Design a data validation plan with queries that verify: referential integrity (no orphaned records), completeness (all records migrated, none lost), and correctness (transformed values are correct in a representative sample of each type). Run the full plan against a copy of production before the real migration. Define go/no-go criteria with acceptable error thresholds. Design the rollback process and verify it works before the production maintenance window. Actively monitor application metrics in the first hours post-migration to detect anomalous behavior.
Authentication and authorization testing: verify that protected resources are not accessible without authentication, that a user cannot access another user's data by modifying IDs in the URL or payload, and that roles have the correct access according to the specification. Input validation testing: test text fields with basic XSS scripts, simple SQL injection attempts, and special characters. Information exposure testing: verify that error messages do not expose stack traces or internal system information. These basic tests do not replace a professional pentest, but they detect the most frequent and obvious vulnerabilities before release.

Common interview mistakes

A modern Manual QA participates from refinement, contributes to acceptance criteria definition, conducts exploratory testing, and collaborates with the automation team. Presenting yourself only as a test case executor at the end of the process reflects a view of the role that organizations with mature agile practices have already moved beyond.
Transparency about testing scope is as important as execution. A QA who cannot explain which risks they accepted, what they left out, and why generates distrust. Interviewers at mature teams specifically ask about scope decisions made under time constraints.
A defect reported as 'the button doesn't work' with no reproduction steps, screenshot, or environment context forces the developer to spend time investigating before they can fix it. Defect report quality is a core competency of the role that interviewers evaluate directly.
Happy paths are the easiest part of testing. The most frequent production defects live in error flows, empty states, unusual data, and unanticipated combinations. A QA who only tests the successful path covers a small fraction of the product's real risk.

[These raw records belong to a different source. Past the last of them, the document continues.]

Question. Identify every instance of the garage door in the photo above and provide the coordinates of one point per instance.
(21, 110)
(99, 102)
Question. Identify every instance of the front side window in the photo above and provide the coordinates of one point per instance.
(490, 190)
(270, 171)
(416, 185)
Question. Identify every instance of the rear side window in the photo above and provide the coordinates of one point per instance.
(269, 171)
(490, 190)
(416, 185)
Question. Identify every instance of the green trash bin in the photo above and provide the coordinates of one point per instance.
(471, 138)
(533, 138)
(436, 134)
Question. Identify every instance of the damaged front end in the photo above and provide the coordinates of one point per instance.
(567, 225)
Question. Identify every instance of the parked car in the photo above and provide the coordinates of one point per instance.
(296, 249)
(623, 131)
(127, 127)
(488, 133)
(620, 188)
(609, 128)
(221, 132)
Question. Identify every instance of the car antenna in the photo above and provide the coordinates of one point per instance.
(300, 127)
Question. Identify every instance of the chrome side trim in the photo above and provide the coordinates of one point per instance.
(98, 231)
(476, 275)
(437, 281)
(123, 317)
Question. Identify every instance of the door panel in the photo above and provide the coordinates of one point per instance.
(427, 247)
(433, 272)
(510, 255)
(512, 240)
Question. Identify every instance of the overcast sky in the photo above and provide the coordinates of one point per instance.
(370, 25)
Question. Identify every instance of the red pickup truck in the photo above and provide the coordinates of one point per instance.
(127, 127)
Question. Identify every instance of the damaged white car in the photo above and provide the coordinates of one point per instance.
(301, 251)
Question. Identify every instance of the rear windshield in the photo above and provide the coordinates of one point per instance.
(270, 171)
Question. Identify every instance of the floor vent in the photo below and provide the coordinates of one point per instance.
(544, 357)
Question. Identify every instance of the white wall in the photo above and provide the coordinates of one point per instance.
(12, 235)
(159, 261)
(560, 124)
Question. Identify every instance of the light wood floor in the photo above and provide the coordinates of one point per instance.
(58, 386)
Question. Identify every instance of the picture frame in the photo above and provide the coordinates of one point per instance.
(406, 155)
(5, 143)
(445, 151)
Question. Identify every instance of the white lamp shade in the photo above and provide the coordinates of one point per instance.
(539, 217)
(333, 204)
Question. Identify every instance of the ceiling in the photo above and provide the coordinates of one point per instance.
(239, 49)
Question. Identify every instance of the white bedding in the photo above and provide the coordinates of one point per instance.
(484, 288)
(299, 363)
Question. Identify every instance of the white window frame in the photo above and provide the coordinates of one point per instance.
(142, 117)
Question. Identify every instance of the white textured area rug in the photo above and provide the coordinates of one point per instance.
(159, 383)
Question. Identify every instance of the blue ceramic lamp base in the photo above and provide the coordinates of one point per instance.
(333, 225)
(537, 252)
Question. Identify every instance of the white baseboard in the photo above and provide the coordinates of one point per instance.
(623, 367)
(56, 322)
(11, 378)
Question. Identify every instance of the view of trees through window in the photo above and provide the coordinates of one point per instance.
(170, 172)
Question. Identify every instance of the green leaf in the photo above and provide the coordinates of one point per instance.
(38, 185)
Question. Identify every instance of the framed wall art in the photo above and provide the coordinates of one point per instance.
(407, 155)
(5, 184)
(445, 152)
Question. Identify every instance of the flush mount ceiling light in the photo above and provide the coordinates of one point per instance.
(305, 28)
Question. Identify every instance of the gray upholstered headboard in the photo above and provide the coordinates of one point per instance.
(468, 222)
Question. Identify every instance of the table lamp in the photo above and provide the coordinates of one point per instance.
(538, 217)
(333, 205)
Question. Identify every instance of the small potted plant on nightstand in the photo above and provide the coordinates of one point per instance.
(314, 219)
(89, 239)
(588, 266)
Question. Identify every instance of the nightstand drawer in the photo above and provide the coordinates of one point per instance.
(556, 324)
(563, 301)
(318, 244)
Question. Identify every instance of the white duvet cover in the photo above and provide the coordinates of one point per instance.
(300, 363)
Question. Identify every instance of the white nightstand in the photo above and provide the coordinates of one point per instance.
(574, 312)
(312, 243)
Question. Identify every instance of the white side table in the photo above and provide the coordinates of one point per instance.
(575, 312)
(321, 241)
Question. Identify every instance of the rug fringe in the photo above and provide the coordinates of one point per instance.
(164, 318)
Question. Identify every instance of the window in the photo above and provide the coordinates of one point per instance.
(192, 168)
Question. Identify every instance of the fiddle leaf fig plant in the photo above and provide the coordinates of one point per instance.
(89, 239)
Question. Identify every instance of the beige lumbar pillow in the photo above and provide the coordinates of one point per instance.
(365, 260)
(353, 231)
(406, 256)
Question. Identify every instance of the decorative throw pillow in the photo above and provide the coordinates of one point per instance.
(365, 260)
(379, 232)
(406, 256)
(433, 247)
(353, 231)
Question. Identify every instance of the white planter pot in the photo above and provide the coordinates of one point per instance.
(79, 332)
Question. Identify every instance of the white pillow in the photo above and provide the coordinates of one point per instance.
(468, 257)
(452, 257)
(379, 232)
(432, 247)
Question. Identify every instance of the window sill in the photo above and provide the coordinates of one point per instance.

Conflating technical severity with business priority produces incorrect classifications that distort the defect backlog. A typo on the pricing page has low technical severity but may have high business priority. This distinction is fundamental for any QA, and its absence signals a lack of experience in real product contexts.
Automation does not replace the human judgment of a Manual QA — it replaces the mechanical execution of repetitive cases. A Manual QA who sees automation as a threat to their role demonstrates a lack of vision about how the quality function evolves. Mature teams expect Manual QA to actively collaborate on the automation strategy.